9/11Obama administration to release secret 28 pages of 9/11 Commission report

Published 25 April 2016

The Obama administration will release at least part of a 28-page classified chapter from the 9/11 Commission report which implicates high-level Saudis, both inside and outside government, in the 9/11 terrorist attacks. Former Senator Bob Graham (D-Florida), a co-chair of the commission, said he believed the Obama administration would make a decision on the issue by June.

The Obama administration will release at least part of a 28-page classified chapter from the 9/11 Commission report which implicates high-level Saudis, both inside and outside government, in the 9/11 terrorist attacks.

Former Senator Bob Graham (D-Florida), a co-chair of the commission, said he believed the Obama administration would make a decision on the issue by June.

The Daily Mail reports that the unreleased portion of the report, contains information from the joint congressional inquiry into “specific sources of foreign support for some of the September 11 hijackers while they were in the United States.”

Graham said an administration official told him that the U.S. intelligence community will make a decision within weeks on whether the entire 28-page classified chapter, or only a few pages from it.

“I hope that decision is to honor the American people and make it available,” Graham told NBC on Sunday. “The most important unanswered question of 9/11 is, did these 19 people conduct this very sophisticated plot alone, or were they supported?”

Former Representative Tim Roemer (D-Indiana), a member of both the 9/11 Commission and the joint congressional inquiry, has read the classified chapter three times. He said the twenty-eight pages are a “preliminary police report.”

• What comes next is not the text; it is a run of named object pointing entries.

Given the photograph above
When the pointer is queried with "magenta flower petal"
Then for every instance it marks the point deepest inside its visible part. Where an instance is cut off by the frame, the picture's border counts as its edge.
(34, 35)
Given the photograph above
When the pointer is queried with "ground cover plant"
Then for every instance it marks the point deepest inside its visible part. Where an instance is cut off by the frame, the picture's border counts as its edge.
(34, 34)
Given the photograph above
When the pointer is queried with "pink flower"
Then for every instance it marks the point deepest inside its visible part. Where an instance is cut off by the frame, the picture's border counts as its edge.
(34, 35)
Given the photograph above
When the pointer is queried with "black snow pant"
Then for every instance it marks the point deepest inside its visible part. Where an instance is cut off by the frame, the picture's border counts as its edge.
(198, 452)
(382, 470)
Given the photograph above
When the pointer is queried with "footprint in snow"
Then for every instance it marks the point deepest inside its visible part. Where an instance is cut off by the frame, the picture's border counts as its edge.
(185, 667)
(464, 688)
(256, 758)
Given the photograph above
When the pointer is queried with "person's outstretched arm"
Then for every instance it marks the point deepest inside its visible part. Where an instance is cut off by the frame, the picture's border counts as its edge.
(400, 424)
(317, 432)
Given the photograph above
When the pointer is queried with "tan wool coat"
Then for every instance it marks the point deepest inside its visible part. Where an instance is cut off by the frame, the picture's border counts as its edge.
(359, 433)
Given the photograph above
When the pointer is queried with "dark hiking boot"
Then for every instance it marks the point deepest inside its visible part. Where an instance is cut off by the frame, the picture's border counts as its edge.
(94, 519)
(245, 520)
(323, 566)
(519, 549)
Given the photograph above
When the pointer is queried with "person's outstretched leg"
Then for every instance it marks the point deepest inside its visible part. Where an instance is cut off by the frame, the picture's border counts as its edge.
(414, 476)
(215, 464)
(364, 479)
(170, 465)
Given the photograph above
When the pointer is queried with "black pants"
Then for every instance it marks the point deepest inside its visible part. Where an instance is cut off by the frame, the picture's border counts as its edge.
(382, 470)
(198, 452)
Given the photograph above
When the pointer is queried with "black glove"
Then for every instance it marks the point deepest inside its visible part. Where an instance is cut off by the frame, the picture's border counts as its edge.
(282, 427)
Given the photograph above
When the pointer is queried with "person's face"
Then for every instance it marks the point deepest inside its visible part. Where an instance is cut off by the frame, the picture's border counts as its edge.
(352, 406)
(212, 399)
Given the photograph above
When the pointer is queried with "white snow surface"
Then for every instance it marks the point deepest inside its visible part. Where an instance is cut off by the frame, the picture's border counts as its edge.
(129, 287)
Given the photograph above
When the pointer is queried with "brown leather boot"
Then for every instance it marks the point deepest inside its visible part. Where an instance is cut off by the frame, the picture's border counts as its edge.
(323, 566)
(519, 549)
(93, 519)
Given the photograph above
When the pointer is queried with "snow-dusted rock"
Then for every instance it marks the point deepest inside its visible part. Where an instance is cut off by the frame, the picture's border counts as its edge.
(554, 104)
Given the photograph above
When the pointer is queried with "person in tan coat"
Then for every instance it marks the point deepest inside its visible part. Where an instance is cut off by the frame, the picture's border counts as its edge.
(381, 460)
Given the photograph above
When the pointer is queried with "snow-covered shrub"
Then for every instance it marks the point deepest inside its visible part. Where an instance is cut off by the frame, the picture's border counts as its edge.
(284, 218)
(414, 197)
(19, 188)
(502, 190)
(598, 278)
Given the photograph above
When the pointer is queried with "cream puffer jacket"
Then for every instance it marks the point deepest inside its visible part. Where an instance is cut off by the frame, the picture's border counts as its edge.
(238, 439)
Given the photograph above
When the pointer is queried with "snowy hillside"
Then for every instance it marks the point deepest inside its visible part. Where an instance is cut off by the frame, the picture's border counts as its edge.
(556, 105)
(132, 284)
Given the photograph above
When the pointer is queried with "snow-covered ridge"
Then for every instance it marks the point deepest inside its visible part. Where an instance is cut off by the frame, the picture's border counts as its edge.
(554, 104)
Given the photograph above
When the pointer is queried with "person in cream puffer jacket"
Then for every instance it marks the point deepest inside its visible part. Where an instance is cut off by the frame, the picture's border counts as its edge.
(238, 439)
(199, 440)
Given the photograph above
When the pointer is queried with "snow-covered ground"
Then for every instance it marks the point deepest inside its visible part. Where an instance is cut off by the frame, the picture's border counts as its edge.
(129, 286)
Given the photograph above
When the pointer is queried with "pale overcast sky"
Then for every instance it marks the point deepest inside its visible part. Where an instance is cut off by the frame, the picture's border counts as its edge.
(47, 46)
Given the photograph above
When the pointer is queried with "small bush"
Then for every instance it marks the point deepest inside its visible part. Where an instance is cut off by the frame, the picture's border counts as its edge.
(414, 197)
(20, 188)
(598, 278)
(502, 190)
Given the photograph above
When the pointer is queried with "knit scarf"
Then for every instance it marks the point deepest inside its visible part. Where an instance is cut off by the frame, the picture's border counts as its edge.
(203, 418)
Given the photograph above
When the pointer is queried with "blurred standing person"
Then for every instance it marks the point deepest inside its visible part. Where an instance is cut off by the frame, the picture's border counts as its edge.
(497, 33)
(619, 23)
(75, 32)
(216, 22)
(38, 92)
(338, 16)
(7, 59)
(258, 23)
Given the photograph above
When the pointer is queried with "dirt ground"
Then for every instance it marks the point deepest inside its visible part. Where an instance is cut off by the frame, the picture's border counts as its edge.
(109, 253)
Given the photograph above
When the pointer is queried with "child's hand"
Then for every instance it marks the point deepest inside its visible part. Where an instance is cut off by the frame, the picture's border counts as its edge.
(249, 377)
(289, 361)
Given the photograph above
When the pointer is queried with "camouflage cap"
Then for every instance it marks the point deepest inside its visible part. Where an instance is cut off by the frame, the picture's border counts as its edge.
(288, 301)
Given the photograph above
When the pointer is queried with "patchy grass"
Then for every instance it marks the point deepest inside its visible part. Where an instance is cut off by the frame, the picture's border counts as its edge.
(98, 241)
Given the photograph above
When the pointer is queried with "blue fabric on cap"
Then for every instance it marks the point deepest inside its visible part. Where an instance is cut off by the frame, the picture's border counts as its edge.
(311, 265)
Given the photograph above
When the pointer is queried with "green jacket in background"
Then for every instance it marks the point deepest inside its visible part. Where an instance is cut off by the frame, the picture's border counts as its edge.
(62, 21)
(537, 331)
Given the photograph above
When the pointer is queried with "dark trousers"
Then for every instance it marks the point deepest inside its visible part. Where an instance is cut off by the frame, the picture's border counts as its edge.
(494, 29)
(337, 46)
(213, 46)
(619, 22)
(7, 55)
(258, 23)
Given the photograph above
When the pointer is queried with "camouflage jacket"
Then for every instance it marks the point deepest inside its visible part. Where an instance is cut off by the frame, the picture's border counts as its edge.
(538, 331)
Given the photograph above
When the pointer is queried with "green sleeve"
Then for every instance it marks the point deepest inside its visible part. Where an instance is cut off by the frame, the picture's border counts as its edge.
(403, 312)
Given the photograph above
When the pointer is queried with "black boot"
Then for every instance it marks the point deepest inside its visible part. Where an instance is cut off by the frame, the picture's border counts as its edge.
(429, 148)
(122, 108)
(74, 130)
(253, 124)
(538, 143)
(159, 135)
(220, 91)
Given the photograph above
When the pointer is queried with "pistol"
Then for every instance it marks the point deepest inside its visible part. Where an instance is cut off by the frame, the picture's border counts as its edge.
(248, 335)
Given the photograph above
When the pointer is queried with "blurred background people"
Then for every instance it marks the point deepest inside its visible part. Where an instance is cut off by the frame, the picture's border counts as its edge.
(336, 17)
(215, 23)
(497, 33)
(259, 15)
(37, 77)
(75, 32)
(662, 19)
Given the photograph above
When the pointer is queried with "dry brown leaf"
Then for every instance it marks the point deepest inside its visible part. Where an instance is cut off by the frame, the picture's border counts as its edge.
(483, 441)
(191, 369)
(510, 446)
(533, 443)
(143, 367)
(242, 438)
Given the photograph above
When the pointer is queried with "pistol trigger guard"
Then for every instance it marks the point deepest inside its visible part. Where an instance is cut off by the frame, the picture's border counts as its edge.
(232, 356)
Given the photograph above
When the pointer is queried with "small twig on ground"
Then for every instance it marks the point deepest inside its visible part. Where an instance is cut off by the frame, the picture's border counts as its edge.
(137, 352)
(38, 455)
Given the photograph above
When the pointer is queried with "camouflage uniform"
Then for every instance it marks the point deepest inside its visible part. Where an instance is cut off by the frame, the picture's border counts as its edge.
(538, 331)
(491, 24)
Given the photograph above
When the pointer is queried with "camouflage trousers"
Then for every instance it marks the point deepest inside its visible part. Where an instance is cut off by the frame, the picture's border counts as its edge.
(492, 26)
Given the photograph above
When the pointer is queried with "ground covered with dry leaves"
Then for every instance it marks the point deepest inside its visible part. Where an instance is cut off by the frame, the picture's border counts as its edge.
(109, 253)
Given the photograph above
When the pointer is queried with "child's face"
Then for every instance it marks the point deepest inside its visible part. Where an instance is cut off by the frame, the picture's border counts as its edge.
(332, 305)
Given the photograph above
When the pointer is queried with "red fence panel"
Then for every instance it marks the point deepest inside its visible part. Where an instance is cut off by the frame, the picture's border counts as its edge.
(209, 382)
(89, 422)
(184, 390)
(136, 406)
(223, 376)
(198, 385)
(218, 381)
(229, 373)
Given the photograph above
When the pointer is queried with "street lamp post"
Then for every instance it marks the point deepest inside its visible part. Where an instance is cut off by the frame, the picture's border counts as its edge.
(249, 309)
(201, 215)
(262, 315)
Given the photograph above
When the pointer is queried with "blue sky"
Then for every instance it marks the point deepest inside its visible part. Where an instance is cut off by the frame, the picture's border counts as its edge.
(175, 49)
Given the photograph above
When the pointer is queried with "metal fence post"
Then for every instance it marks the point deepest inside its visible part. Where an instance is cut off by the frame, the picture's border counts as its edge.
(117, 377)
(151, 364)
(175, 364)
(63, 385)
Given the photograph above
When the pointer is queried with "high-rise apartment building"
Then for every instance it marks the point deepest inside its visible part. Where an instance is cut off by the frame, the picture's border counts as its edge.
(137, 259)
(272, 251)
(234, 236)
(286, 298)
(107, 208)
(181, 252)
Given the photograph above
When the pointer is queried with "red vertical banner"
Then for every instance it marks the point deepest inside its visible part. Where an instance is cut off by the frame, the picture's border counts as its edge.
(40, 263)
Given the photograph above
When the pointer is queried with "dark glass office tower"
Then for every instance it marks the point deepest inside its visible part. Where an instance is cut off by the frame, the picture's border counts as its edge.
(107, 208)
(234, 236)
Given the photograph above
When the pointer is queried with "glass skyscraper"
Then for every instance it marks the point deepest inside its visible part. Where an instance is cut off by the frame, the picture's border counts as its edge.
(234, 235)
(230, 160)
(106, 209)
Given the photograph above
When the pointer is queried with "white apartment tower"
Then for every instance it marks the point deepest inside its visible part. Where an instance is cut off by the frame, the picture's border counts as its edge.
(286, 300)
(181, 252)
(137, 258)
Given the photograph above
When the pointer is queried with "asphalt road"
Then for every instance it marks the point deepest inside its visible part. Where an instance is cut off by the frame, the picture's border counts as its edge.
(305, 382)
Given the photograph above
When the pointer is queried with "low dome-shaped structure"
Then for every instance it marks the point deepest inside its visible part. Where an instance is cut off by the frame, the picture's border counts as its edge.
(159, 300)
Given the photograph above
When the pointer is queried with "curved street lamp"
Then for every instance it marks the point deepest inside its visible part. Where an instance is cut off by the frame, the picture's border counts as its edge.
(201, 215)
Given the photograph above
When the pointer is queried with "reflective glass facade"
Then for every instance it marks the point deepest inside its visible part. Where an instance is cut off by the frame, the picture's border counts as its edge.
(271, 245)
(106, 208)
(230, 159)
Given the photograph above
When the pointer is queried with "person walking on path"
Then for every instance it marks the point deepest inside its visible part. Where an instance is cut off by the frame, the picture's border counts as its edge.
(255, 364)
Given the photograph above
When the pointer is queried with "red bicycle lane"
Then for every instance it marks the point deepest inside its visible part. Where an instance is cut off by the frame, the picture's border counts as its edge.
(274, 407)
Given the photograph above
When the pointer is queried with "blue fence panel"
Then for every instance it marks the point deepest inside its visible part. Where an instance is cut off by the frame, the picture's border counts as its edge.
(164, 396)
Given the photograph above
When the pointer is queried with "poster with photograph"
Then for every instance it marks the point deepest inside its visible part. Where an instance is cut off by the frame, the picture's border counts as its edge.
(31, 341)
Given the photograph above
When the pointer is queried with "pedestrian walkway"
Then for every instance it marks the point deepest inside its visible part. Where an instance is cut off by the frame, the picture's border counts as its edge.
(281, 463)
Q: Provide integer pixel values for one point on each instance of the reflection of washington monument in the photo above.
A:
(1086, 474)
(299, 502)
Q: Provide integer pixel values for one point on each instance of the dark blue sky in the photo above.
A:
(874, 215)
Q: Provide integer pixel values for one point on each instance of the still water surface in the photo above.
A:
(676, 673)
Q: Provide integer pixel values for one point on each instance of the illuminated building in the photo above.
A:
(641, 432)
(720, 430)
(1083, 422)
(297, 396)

“There were clues. There were allegations. There were witness reports. There was evidence about the hijackers, about people they met with — all kinds of different things that the 9/11 Commission was then tasked with reviewing and investigating,” he told the AP.

The Mail notes that fifteen of the nineteen hijackers were Saudi citizens, but that the Saudi government has always denied supporting the attackers.

The Saudis now say that they would welcome declassification of the twenty-eight pages because it would “allow us to respond to any allegations in a clear and credible manner.”

The release of the document comes against the backdrop of growing tensions between the United States and Saudi Arabia. The Sunni kingdom argues that the United States has not been sufficiently energetic in confronting Iranian hegemonic ambitions in the region.

The Saudis have also protested pending legislation in Congress which would make it possible for the relatives of 9/11 victims to use U.S courts to sue Saudi officials, banks, and charities. Such legislation has so fa been blocked by a 1976 law which gives foreign nations immunity from such lawsuits.

The Senate bill would stipulate that the immunity enjoyed by foreign nations under the law would not apply when nations are found guilty of terrorist attacks which kill Americans on U.S. soil. 

Ben Rhodes, President Barack Obama’s deputy national security adviser, told journalists in Riyadh last week that President Barack Obama had asked National Intelligence Director James Clapper to review the classified chapter for possible declassification.

“When that’s done we’d expect that there will be some degree of declassification that provides more information,” Rhodes said.

The AP quotes Roemer to say that many questions still remain with regard to the precise role of Fahad al Thumairy, an official with Saudi consulate in Los Angeles, who helped two of the hijackers find housing and transportation after they arrived in Southern California. 

In May 2003 the United States denied al Thumairy entry into the United States after the Department of State said he might be involved in terrorist activity. Roemer said there were also questions about Omar al Bayoumi, a Saudi intelligence officials who helped the hijackers in both finding housing and registering for flight school.

“We did not discover….Saudi government involvement at the highest level of the 9/11 attacks,” Roemer said.

Roemer, who would later serve as U.S. ambassador to India, added, though: “We certainly did not exonerate the Saudis. … Saudi was a fertile ground for fundraising for Al-Qaeda. Some of these issues continue to be problems today. That’s why we need to continue to get to the bottom of this.”

In June 2015 a CIA inspector general report said there had been no reliable information confirming Saudi government “involvement with and financial support for terrorist prior to 9/11.”